Tal paura ho di ritrovarmi solo!

He endeavours to maintain in her presence that self-constraint she had enjoined. He assumes a cold and calm deportment, and Laura, as she passes him, whispers in a tone of gentle reproach, "Petrarch! are you so soon weary of loving me?" (ten or eleven years of adoration were, in truth, nothing—to signify!) At length, he resolved to leave Laura and Avignon for ever; and instead of plunging into solitude, to seek the wiser resource of travel and society. He announced this intention to Laura, and bade her a long farewell; either through surprise, or grief, or the fear of losing her glorious captive, she turned exceedingly pale, a cloud overspread her beautiful countenance, and she fixed her eyes on the ground. This was to her lover an intoxicating moment; in the exultation of sudden delight, he interpreted these symptoms of relenting, this "vago impallidir," too favourably to himself. "She bent those gentle eyes upon the earth, which in their sweet silence said,—to me at least they seemed to say,—'who takes my faithful friend so far from me?'"

Chinava a terra il bel guardo gentile,
E tacendo dicea, com' a me parve—
"Chi m'allontana il mio fedele amico?"

On his return to Avignon, a few months afterwards, Laura received him with evident pleasure; but he is not, therefore, more avançé; all this was probably the refined coquetterie of a woman of calm passions; but not heartless, not really indifferent to the devotion she inspired, nor ungrateful for it.

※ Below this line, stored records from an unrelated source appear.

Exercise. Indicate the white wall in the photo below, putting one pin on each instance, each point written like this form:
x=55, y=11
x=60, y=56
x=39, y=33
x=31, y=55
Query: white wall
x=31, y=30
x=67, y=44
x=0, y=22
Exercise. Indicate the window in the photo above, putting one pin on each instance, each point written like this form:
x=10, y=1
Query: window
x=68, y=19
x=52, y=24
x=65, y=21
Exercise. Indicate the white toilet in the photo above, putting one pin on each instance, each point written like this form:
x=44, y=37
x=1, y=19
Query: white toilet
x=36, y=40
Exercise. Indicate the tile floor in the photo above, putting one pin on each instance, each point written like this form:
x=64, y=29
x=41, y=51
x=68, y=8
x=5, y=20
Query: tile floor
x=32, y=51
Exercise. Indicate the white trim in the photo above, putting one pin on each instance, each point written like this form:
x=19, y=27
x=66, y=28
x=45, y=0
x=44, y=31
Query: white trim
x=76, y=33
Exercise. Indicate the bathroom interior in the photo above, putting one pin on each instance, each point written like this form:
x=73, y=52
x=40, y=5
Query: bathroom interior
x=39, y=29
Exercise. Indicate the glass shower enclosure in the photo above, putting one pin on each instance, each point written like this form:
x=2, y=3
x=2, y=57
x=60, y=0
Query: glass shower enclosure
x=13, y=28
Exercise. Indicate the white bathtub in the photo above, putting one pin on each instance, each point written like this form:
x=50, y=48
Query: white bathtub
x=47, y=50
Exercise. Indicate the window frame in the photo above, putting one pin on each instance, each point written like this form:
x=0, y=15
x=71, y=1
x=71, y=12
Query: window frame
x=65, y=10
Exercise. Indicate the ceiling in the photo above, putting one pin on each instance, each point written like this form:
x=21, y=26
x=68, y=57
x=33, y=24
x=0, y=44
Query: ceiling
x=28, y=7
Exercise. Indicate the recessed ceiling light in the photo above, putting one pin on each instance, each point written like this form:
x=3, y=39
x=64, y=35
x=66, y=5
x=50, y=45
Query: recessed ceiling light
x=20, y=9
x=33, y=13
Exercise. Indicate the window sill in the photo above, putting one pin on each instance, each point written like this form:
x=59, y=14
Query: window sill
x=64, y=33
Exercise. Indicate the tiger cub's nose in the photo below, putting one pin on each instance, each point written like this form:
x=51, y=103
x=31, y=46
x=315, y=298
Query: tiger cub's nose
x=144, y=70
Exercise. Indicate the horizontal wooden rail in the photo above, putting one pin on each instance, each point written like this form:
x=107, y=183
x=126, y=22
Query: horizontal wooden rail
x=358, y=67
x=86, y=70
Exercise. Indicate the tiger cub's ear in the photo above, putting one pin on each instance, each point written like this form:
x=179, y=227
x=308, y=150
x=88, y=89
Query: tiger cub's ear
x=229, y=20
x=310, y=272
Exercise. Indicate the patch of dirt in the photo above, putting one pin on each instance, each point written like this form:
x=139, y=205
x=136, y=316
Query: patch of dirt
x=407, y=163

Petrarch has himself left us a most minute and interesting description of the whole course of Laura's conduct towards him, which by a beautiful figure of poetry he has placed in her own mouth. The passage occurs in the Trionfo di Morte, beginning, "La notte che segui l'orribil caso."

The apparition of Laura descending on the morning dew, bright as the opening dawn, and crowned with Oriental gems,

Di gemme orientali incoronata,

appears before her lover, and addresses him with compassionate tenderness. After a short dialogue, full of poetic beauty and noble thoughts,[34] Petrarch conjures her, in the name of heaven and of truth, to tell him whether the pity she sometimes expressed for him was allied to love? for that the sweetness she mingled with her disdain and reserve—the soft looks with which she tempered her anger, had left him for long years in doubt of her real sentiments, still doating, still suspecting, still hoping without end:

Creovvi amor pensier mai nella testa,
D' aver pietà del mio lungo martire
Non lasciando vostr' alta impresa onestà?